Classification of Naive Bayes Algorithm on Dengue Hemorrhagic Fever and Typhoid Fever Based on Hematology Results Handayani, Yuni; Hakim, Alvin Rainaldy
Journal of Applied Intelligent System Vol. 8 No. 1 (2023): Journal of Applied Intelligent System
Publisher : Universitas Dian Nuswantoro and IndoCEISS

Show Abstract | Download Original | Original Source | Check in Google Scholar | DOI: 10.33633/jais.v8i1.7547

Abstract

The application of increasing technology developed explicitly in the health field would significantly have an urgent role in guaranteeing quality service. Application deep data mining techniques classifier method, one among them used for classify something possibility, for example for classification disease. Dengue Hemorrhagic Fever is a disease caused by the dengue virus biting the Aedes aegypti mosquito. Meanwhile, Typhoid Fever is a disease caused by the bacterium Salmonella typhi. The second disease could attack all types of circles, fine children or mature ones. The second disease is almost the same symptom, so a proper diagnosis is needed to differentiate it. Study this applies the Naive Bayes algorithm to classify Dengue Hemorrhagic Fever and Typhoid Fever using 250 yield data test blood routine hematology at Tugurejo Hospital. Attributes used in the study, age, type sex, temperature, leukocytes, erythrocytes, hemoglobin, hematocrit, platelets, anti-dengue IgG, anti-dengue IgM, salmonella typhi o and salmonella Typhi h.
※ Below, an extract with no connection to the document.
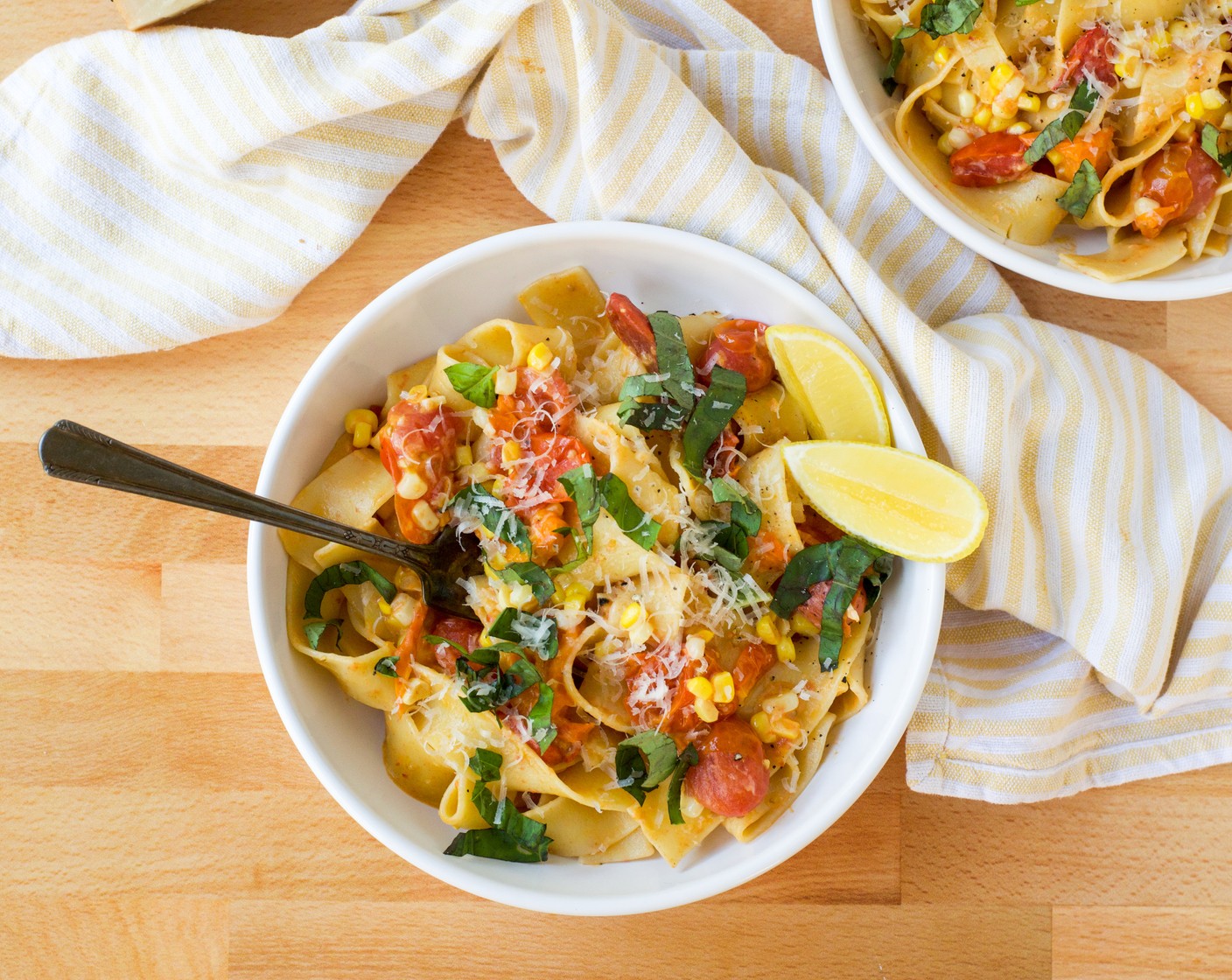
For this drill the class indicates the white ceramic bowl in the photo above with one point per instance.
(340, 738)
(854, 66)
The Naïve Bayes method is one of the techniques that can be used to perform analysis in determining the diagnostic results from a number of data studied with the aim of producing optimal results. The use of the Naïve Bayes method in this application is due to the probability that the accuracy value of the Nave Bayes method is close to the accuracy value of the experts.[12] The results of testing the Naive Bayes method using a confusion matrix show Recall value is 97.62%, Precision is 93.89%, accuracy is 93.33%, and Error Rate is 6 %. It can be concluded that this method is suitable for classifying Dengue Hemorrhagic Fever and Typhoid Fever and can be applied in studying this.